Here are some common processes and tricks for managing them:
- Accounting. This involves bookkeeping, payroll, and taxes. Quickbooks is the most popular choice for small businesses and the self-employed.
- Human resources. This department handles hiring, firing, managing benefits, and more. Most of your HR can be done with Jotform. You can use it to receive resumes, fill out legal documents, manage employee lists and information, and much more.
- Customer service. Keeping your customers happy is the most important part of your business. This is another area where Jotform is your friend. You can create forms to collect service requests, return requests, and product feedback.
- Research and development. Customers need to stay excited about your brand. It’s part of your job to find innovative ways to make that happen.

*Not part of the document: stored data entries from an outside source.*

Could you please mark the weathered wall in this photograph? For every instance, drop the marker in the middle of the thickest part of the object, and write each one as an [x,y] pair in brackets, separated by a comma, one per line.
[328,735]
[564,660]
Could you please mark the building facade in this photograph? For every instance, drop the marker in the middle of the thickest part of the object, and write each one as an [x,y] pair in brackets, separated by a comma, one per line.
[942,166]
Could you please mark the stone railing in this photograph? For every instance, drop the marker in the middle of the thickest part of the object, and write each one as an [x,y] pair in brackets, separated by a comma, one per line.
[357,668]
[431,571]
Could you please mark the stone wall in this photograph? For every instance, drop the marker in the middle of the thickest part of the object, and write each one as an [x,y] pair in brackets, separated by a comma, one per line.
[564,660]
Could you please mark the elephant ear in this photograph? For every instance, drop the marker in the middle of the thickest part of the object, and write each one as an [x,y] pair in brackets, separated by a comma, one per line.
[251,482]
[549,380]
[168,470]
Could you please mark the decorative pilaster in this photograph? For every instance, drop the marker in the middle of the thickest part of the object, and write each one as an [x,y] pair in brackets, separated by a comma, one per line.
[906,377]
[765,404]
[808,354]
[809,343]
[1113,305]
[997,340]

You can track all of your research using Google Docs. It’s also great for collaborative work.
- Marketing. This is so important we dedicated a section of the article to it. Google Docs can help you manage your campaigns, and Jotform has many marketing templates you can use to collect email addresses, do market research, and much more. Buffer can help streamline your social media marketing by automating posts, and Mailchimp will help you launch professional email campaigns without getting flagged as spam.

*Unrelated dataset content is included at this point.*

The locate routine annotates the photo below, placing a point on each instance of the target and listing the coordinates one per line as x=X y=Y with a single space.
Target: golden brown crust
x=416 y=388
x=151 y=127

- Market validation. Before investing large sums of money into your business, determine if your target market is interested. Pitch your idea or product to prospective buyers. It will be clear whether the idea is worth pursuing or if you need to go back to the drawing board.
- Quality assurance. It’s important to ensure your end product meets the highest standards possible. Jotform can help you streamline the inspection process. And Jotform Approvals can automate your policies and procedures for decision-making.
- Shipping and receiving. It’s important to keep records of ingredients purchased and products shipped. You’ll need that information to maintain inventory and evaluate costs. Jotform can help you streamline the data entry involved by letting you create forms perfectly adapted for your business. And Jotform Tables can help you manage, organize, and evaluate that data.
- Storefront. Jotform can make setting up an online store one of the easiest parts of building your business, thanks to the Jotform Store Builder.
Wrapping it all up
There’s a lot involved in starting a business. But the most important thing is to start. Don’t overthink it. Don’t over plan it. Don’t spend too much on it. Don’t psych yourself out. Just roll up your sleeves and get to work.
Starting a business takes a lot of planning up front, but it’s mostly to get the ideas out of your head and somewhere safe. Once you’ve done that, just get back to work.